L'exclusion des étrangers en situation irrégulière de la tarification sociale des transports par l'article 1er J est également contestée. Les parlementaires dénoncent en outre une "méconnaissance du droit à la protection de la santé" en "restreignant les conditions d'obtention" des titres de séjour pour les étrangers malades, ou encore des dispositions plus favorables pour certaines catégories de personnes, tel l'article 1er K, qui dispense les ressortissants britanniques propriétaires de demande de visa long. Là encore, une rupture du "principe d'égalité" est évoquée.

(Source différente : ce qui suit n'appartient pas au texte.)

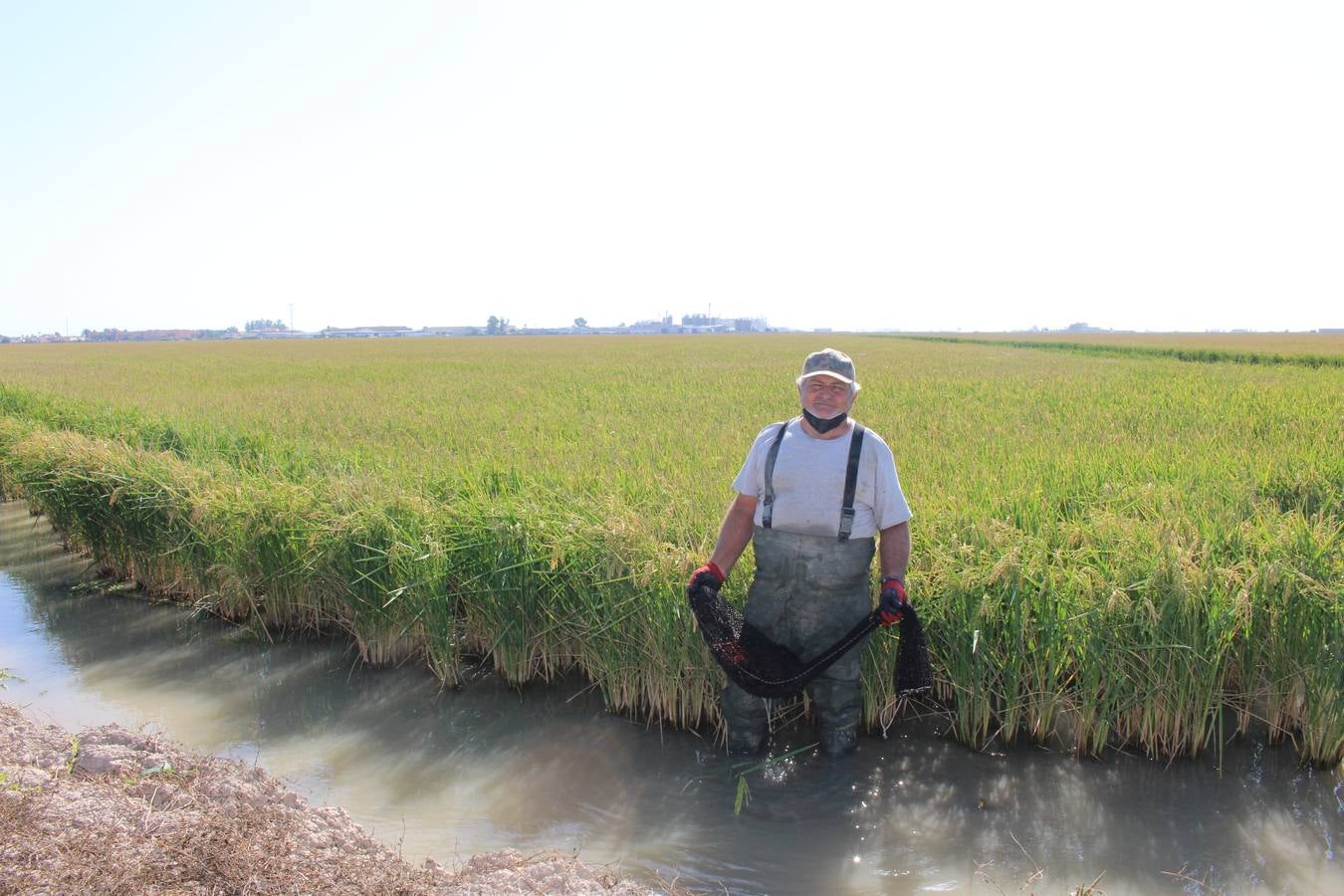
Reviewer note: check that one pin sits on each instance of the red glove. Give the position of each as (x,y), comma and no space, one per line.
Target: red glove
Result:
(893,600)
(710,575)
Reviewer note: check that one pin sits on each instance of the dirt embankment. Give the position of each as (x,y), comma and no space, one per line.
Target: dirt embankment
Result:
(115,811)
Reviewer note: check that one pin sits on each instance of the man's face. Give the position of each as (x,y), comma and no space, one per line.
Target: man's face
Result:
(825,395)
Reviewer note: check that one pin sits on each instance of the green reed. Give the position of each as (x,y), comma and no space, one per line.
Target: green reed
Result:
(1108,550)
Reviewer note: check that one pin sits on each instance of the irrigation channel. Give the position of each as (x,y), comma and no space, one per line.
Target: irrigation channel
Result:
(452,773)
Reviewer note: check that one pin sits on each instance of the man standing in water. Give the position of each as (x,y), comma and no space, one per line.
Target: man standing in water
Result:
(816,497)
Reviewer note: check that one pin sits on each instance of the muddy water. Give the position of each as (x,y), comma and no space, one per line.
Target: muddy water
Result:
(448,774)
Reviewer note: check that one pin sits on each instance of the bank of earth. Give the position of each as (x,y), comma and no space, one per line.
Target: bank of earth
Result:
(110,810)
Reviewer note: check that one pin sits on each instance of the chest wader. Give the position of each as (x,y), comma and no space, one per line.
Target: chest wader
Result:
(805,594)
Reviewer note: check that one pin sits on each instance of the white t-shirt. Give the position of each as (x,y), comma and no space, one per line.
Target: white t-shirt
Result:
(809,483)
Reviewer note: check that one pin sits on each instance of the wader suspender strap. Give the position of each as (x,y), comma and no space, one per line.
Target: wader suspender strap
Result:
(851,483)
(769,476)
(851,480)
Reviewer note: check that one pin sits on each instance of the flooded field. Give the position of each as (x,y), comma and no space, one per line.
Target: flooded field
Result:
(449,773)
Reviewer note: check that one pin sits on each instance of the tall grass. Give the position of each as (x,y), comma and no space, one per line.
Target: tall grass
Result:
(1108,550)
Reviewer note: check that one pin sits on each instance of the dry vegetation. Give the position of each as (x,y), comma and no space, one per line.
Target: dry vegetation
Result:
(114,811)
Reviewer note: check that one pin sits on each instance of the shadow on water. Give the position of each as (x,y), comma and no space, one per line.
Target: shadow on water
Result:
(449,773)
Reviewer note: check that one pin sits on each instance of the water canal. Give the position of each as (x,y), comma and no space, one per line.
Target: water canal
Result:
(452,773)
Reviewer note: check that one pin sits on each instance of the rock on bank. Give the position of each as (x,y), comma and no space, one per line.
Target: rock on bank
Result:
(113,811)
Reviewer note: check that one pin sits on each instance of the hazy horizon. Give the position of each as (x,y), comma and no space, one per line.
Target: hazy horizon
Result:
(857,166)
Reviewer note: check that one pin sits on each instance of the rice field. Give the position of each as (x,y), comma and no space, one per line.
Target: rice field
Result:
(1109,550)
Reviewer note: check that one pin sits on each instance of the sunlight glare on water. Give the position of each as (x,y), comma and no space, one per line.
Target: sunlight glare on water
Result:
(452,773)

Une potentielle entorse à la séparation des pouvoirs

Dans leurs recours, les élus de gauche fustigent l'article 1er A. Celui-ci prévoit l'instauration de quotas fixés par le Parlement pour plafonner "pour les trois années à venir" le nombre d'étrangers admis sur le territoire. En imposant un débat annuel sur ces quotas migratoires, mission normalement réservée au gouvernement, comme l'a rappelé le Conseil constitutionnel dans une décision du 20 novembre 2003, "le législateur a outrepassé son domaine de compétence", considèrent les élus de gauche. 

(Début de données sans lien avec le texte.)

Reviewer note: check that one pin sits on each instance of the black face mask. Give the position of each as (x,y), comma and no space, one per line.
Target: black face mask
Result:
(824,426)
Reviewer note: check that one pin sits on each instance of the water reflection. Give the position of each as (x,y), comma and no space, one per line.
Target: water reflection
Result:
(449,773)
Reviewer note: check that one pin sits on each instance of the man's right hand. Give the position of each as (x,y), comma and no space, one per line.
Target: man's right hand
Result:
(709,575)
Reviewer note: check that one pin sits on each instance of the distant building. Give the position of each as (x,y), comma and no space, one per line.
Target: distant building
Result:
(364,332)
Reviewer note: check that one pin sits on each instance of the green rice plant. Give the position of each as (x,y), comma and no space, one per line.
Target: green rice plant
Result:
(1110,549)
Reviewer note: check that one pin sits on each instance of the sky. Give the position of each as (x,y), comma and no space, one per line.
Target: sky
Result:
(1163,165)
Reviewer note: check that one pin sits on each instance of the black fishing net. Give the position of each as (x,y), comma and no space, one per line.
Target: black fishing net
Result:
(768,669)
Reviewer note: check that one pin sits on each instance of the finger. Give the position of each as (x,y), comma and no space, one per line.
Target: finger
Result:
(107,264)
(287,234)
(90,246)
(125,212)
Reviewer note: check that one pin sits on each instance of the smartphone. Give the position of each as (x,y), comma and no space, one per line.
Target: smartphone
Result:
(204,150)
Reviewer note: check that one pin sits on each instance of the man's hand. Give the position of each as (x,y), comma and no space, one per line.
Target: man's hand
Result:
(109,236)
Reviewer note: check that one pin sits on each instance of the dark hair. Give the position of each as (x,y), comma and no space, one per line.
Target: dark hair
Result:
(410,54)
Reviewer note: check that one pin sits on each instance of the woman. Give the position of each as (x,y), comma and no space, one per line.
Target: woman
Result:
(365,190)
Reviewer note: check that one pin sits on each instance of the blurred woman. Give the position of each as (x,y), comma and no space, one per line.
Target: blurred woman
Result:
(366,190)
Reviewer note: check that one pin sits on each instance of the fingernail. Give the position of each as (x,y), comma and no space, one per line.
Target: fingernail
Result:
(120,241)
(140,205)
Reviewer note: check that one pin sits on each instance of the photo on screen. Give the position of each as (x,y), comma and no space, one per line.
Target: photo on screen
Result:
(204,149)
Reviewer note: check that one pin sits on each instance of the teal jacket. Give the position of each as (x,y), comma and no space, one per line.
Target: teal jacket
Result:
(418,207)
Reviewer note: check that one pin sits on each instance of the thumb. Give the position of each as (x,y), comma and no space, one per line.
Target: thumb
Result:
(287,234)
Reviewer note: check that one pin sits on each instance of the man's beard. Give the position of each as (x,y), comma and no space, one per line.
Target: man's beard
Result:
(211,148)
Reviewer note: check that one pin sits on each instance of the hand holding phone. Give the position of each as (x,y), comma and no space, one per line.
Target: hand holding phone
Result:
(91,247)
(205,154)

Cette disposition, également pointée du doigt par la présidente de l'Assemblée nationale, pourrait constituer une double entorse à la Constitution : une injonction du Parlement à l'exécutif contraire à la séparation des pouvoirs, et une discrimination entre deux étrangers dans des situations similaires, seulement séparés par le "seuil" du quota. "Si ces critères sont appliqués à une centaine d'entrants mais pas au 101e pour des raisons qui n'ont pas trait à sa situation (…) c'est fondamentalement problématique", illustre ainsi le constitutionnaliste Benjamin Morel sur Public Sénat.